Gestão Tarcísio de Freitas garante que não haverá mudanças no sistema de cálculo das tarifas nas regiões metropolitanas
ALEXANDRE PELEGI
Um decreto publicado em 24 de fevereiro deste ano, como mostrou o Diário do Transporte, deu início ao processo de liquidação da Empresa Metropolitana de Transportes Urbanos de São Paulo (EMTU/SP), que será incorporada pela Agência Reguladora de Transporte do Estado de São Paulo (Artesp).
Com a medida, a Artesp já a responsável pela fiscalização, controle e regulação do transporte coletivo intermunicipal metropolitano, anteriormente operado pela EMTU/SP. O Governo de São Paulo, no entanto, afirma que essa mudança não deve alterar os serviços prestados à população.
A gestão Tarcísio de Freitas garante que o objetivo com essa iniciativa é melhorar a mobilidade urbana por ônibus, modernizar a gestão do transporte sobre pneus no estado e aprimorar a integração entre modais como metrô e trem. Isso porque a unificação da gestão em um único sistema permitirá ao governo planejar de forma mais adequada às necessidades dos usuários, além de propiciar uma melhora na fiscalização e regulação do serviço, beneficiando os passageiros.
A incorporação da EMTU pela Artesp, ainda segundo o governo paulista, é parte do plano São Paulo na Direção Certa, que visa a modernização da máquina pública, redução de despesas e ampliação da eficiência do Estado. A medida estabeleceu diretrizes para a apresentação do plano de liquidação da EMTU, incluindo a destinação do acervo técnico, a gestão dos contratos vigentes e a redistribuição das atividades de fiscalização, controle e regulação dos serviços de transporte coletivo metropolitano.

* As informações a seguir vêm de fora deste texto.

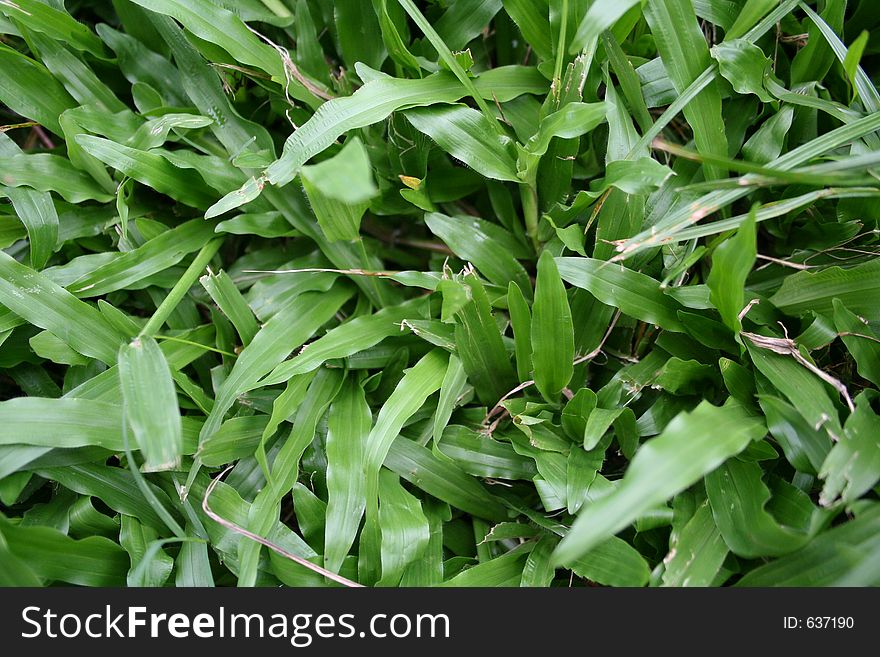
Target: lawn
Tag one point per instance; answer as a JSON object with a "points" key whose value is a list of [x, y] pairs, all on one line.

O Diário do Transporte, que vem acompanhando o assunto, já mostrou que, com as novas atribuições, a Artesp passa a ser responsável pelas concessões das linhas 4-Amarela, 5-Lilás e 6 -Laranja de metrô e 7-Rubi, 8-Diamante e 9-Esmeralda de trens urbanos, bem como do Trem Intercidades para Campinas, e das empresas que operam o transporte coletivo nas cinco regiões metropolitanas (São Paulo, Baixada Santista, Campinas, Sorocaba e Vale do Paraíba e Litoral Norte), onde a EMTU transportava cerca de 1,8 milhão de passageiros diariamente.
Entre as principais iniciativas planejadas com a gestão unificada estão a eliminação de redundâncias para uma administração mais coesa do sistema de transporte público, a modernização da frota com a renovação das concessões e a regularização de áreas operacionais, e a melhoria da integração tarifária e operacional entre diferentes modais. A fiscalização e o monitoramento remoto serão aprimorados com a integração de sistemas eletrônicos, como o Centro de Gestão e Supervisão (CGS).
SERVIÇO DE ÔNIBUS
O serviço de ônibus não será afetado ou reduzido durante o processo de incorporação. A Artesp assume as funções de gerenciamento da operação e fiscalização, utilizando ferramentas como o CGS. O conhecimento acumulado pela EMTU será preservado por meio da integração das equipes e do compartilhamento de expertise, e todos os empregados envolvidos na fiscalização e operação da EMTU estão sendo transferidos para a Artesp, garantindo a continuidade das atividades.
Não haverá mudanças no sistema de cálculo das tarifas nas regiões metropolitanas.
A gestão dos terminais continua sob os cuidados dos concessionários, com a fiscalização e regulação dos serviços sendo realizadas pelas equipes técnicas incorporadas pela Artesp.
A operação de fiscalização unirá processos da EMTU e da Artesp, incorporando medidas como blitz e monitoramento contínuo da operação regular do transporte metropolitano.